Last week at New Horizons High School, an alternative school in the Hill, six students tried on coats of varying sizes, zipping them up as far as they’d go and throwing the faux fur-lined hoods over the heads — a small fix that might reduce the district’s absences.
Those recipients are just a handful of the 700 kids who’ll get coats this year thanks to a donation from the Dalio Foundation. Now in its second year, the coat drive, run by the city’s Youth Services Department, will warm three times as many kids as last year, thanks to the size of the gift from billionaire hedge-funder Ray Dalio’s charity.
The top two priorities are youth who are homeless or are close to dropping out, as identified by YouthStat, the data-driven effort to help the most at-risk students stay in school. Once those groups received their coats, Youth Services extended the offer to every school.
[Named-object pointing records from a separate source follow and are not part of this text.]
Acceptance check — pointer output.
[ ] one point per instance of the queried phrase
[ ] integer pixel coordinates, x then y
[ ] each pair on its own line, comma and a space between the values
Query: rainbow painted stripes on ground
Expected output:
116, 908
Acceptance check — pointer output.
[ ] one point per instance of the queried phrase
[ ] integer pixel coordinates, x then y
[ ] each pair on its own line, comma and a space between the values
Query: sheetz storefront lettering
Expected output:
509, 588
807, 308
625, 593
“What we want to do is make sure it’s going to the kids that really needs them,” Bartlett said. “Young people aren’t necessarily asking; teachers and administrators get to us.” On a cold day, Bartlett said, the adults notice, “Okay, you’re wearing the same kind of light sweater,” and they can fill out a form online that sends an order downtown.
At New Horizons, teachers have found kids often don’t want to publicly request a coat. Jenifer Blemings, the building’s YouthStat coordinator, hangs a folder of paper forms that students can slip under her door.
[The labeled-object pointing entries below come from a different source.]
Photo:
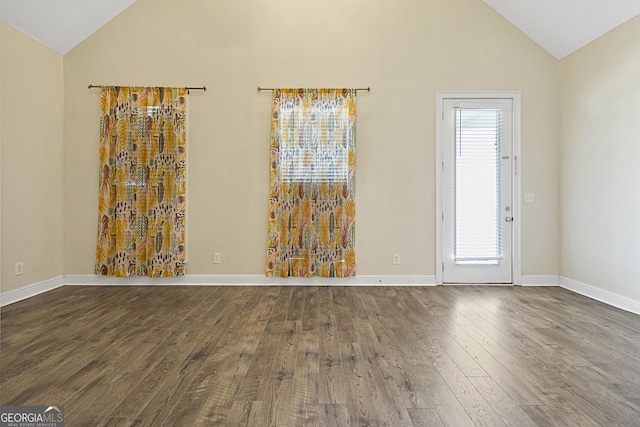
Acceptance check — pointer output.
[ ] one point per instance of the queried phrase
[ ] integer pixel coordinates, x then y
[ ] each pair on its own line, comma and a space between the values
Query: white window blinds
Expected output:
477, 186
But Blemings said that after the first round of coats got passed out, more students felt comfortable requesting them. They were unexpectedly stylish, not the thrift store hand-me-downs that students expect. “It’s what they deserve,” Blemings said.
A few even asked if they could take home an extra for their parents, a request that Blemings had to turn down.
In the past, students at New Horizons got coats from another nonprofit, but now that the city’s involved, Blemings is hoping to ask the other donors to provide hats, mittens and scarves to make sure her kids are fully prepped for the winter chill.
Hooking kids up with a new coat isn’t just to add to their wardrobe — even though the students at New Horizons spent plenty of time trying to trade in different styles, colors and fits than the ones they’d been assigned. Rather, it removes an obstacle that might keep them from going to school when the temperature drops below freezing, YouthStat’s coordinators have heard anecdotally.
“Especially with the history of trauma our students have experienced [at New Horizons], we like to break down any barriers to get to school,” Blemings said. “Our students are not going to stand out in the cold for 20 minutes and wait for a bus.”
Youth Services sees the coats as just one aspect of the basic needs they try to make sure every kid in the Elm City has, along with food and grooming products.
But while those items are essential, a few students at New Horizons made sure city staffers understood that an extra layer of clothing couldn’t fix the legion of other problems they faced outside of school.
After being told to “cherish” her coat, a girl named Walnaesha pushed back. She said the outwear wouldn’t help her get to work that afternoon, the hourly job she needed to support her family. The city staffer, Chance Jackson, said he was already on the clock, and with his work, he was trying to help students like her. Walnaesha replied that handing out coats was easy: She held three jobs, she told him.
That seemed to take Jackson by surprise, when, expecting gratitude, he instead was getting an earful. He switched tactics, trying to joke with her.
Jackson said he’d seen the glimmer of a smile when she tried the coat on. Maybe so, Walnaesha conceded.